The neoliberalism pursued by the United States in the world economy in the past two decades, like the neoconservative policy represented by the Iraq war, is a strategy of American elites to suppress the rise of emerging countries and rebuild the dominant position of the United States in the world. American capital abandons its own economic stage and speculates everywhere in the global economy, which of course brings considerable profits to wealthy investors. But at the same time, the American people have to face the consequences of hollowing out industries, disappearing local jobs and falling wages.

This strategy is actually a gamble. When American capital enters which emerging market, when it exits and when it returns often depends on the bold judgment of a single capital. Timing calculation will never be 100% accurate. Occasionally, these abundant capitals will be shattered in the big waves of financial speculation. Many of these transnational capitals carry the pensions, children's education tombs and even life savings of countless Americans. Once they capsize, America's financial stability will also be threatened.
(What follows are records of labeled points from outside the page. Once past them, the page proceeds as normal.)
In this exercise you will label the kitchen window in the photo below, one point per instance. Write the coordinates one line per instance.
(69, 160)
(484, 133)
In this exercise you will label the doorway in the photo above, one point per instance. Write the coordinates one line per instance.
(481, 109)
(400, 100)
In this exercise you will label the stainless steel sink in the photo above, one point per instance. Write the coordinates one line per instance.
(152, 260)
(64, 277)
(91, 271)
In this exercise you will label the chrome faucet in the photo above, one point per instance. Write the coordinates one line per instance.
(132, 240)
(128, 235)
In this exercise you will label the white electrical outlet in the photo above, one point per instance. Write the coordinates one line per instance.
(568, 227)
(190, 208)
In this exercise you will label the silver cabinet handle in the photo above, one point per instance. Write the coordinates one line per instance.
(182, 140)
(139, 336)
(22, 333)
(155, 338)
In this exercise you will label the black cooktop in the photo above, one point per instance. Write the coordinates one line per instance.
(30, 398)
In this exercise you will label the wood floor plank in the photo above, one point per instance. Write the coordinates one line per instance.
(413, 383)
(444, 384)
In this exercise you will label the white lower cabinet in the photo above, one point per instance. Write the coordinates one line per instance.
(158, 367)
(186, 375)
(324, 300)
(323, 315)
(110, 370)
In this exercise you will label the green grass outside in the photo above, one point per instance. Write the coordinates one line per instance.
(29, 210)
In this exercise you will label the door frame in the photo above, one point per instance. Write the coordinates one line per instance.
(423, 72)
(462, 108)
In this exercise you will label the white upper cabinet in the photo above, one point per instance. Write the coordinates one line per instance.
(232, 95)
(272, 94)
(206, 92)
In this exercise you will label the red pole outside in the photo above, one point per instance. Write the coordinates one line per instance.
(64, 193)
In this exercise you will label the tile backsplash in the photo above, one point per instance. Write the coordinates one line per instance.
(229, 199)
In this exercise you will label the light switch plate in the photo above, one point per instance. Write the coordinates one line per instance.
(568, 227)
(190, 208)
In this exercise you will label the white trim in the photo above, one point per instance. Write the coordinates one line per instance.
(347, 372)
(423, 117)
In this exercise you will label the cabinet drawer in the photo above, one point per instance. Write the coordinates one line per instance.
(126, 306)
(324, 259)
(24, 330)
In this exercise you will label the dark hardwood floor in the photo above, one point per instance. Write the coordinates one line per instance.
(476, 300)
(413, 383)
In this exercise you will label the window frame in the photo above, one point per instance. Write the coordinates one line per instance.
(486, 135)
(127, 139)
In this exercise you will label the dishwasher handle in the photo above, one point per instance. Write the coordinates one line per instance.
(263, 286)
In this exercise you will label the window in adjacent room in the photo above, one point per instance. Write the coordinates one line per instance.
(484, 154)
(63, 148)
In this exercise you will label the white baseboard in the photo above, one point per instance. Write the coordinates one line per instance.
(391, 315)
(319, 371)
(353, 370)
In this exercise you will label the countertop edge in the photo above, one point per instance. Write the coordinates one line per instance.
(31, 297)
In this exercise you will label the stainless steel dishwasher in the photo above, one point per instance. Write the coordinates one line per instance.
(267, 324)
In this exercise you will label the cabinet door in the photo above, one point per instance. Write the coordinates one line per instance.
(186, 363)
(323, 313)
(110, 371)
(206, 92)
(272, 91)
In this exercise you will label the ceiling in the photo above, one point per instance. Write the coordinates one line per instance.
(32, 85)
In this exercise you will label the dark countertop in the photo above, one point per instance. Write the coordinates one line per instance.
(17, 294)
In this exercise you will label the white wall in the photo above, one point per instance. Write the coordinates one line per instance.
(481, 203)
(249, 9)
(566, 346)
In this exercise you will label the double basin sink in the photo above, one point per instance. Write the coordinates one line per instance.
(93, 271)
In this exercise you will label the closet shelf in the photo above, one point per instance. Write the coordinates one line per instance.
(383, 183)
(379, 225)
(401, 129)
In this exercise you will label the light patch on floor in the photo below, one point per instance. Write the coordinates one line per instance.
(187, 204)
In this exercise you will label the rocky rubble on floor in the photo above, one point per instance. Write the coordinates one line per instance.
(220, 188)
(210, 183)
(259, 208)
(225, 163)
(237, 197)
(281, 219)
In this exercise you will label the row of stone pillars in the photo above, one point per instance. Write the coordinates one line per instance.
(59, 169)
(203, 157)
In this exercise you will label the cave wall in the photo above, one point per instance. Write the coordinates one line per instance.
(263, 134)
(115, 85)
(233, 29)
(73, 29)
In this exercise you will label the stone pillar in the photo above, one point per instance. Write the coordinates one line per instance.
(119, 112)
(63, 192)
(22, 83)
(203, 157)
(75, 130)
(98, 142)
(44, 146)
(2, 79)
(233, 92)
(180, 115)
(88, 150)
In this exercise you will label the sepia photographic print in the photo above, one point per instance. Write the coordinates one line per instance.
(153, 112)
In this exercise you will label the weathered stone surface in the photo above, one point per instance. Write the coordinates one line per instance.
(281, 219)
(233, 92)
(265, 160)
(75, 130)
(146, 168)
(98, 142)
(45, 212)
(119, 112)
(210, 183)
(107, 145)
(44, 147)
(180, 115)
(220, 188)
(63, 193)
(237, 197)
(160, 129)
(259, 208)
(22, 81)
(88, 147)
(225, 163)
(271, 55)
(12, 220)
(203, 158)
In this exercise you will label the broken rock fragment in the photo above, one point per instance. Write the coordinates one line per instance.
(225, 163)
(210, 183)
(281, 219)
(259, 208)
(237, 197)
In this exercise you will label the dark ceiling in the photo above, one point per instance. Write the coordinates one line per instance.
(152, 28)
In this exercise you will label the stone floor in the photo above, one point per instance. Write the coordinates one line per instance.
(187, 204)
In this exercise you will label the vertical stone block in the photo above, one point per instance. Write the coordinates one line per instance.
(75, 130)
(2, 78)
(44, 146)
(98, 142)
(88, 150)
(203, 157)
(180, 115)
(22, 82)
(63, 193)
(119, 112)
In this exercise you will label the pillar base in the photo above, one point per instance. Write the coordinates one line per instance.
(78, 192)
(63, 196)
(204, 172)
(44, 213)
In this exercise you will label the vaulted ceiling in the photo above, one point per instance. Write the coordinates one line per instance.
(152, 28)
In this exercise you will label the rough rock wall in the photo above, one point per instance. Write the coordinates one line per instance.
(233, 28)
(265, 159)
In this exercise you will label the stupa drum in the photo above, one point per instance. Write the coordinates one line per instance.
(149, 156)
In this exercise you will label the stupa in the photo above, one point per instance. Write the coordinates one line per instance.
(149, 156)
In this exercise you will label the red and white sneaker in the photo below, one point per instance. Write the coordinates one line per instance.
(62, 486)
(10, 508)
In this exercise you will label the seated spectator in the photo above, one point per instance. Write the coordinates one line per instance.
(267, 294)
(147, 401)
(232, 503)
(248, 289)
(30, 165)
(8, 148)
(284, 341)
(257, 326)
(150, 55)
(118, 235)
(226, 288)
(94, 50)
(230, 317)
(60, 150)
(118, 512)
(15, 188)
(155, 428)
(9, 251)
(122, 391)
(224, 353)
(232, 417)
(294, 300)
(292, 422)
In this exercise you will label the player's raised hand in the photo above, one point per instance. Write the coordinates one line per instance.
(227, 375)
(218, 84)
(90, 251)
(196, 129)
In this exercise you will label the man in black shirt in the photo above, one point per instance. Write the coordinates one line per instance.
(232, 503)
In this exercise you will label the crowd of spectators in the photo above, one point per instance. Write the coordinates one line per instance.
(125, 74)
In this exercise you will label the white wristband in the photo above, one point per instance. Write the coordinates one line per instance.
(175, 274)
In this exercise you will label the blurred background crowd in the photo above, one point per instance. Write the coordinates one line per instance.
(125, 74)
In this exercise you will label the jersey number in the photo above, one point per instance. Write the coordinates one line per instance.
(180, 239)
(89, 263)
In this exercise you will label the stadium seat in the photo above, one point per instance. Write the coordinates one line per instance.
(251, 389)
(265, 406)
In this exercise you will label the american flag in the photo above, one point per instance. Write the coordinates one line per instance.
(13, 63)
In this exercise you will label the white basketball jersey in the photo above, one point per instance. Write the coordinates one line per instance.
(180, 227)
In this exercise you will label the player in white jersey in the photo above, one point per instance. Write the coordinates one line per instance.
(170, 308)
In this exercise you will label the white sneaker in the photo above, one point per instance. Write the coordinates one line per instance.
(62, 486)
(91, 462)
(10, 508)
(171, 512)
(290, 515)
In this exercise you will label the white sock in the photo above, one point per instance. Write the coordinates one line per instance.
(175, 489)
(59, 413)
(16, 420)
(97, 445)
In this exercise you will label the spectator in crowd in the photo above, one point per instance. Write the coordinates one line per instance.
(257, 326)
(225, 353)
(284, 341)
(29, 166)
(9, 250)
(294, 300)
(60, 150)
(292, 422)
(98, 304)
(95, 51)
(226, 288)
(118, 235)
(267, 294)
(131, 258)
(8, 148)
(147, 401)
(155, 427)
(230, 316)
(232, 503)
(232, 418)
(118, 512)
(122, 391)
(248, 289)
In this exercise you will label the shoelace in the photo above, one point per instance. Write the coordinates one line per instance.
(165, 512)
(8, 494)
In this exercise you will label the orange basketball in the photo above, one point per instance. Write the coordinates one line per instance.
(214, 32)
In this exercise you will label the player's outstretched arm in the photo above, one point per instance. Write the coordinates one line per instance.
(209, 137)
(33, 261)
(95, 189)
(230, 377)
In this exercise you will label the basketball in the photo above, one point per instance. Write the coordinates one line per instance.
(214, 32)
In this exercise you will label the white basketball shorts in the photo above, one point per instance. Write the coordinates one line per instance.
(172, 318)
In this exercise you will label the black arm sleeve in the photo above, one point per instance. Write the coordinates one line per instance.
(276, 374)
The Asian financial turmoil in the 1990s once spread to Brazil, Russia and other financial markets, and even American financial tycoon Soros finally suffered heavy losses. Although the situation has not evolved into the global financial collapse that many people are worried about, it is enough to highlight the risks brought by financial globalization. Many commentators have begun to guess where the next financial storm will break out, and are worried about whether the world economy can develop a more stable global financial order before it is completely destroyed by a more destructive financial crisis.

In a word, the American invasion of Iraq in 2003 did not mark the great revolution of American foreign policy as many people thought. In the long run, George W. Bush's invasion of Iraq and the globalization promoted by Reagan in the 1980 s are also big bets for the American elite to try to reverse the downward trend of national strength. If they win, they will be the biggest winners. But if they lose everything, the American people and even the whole world will pay a heavy price for the large-scale war and the world economic crisis they brought.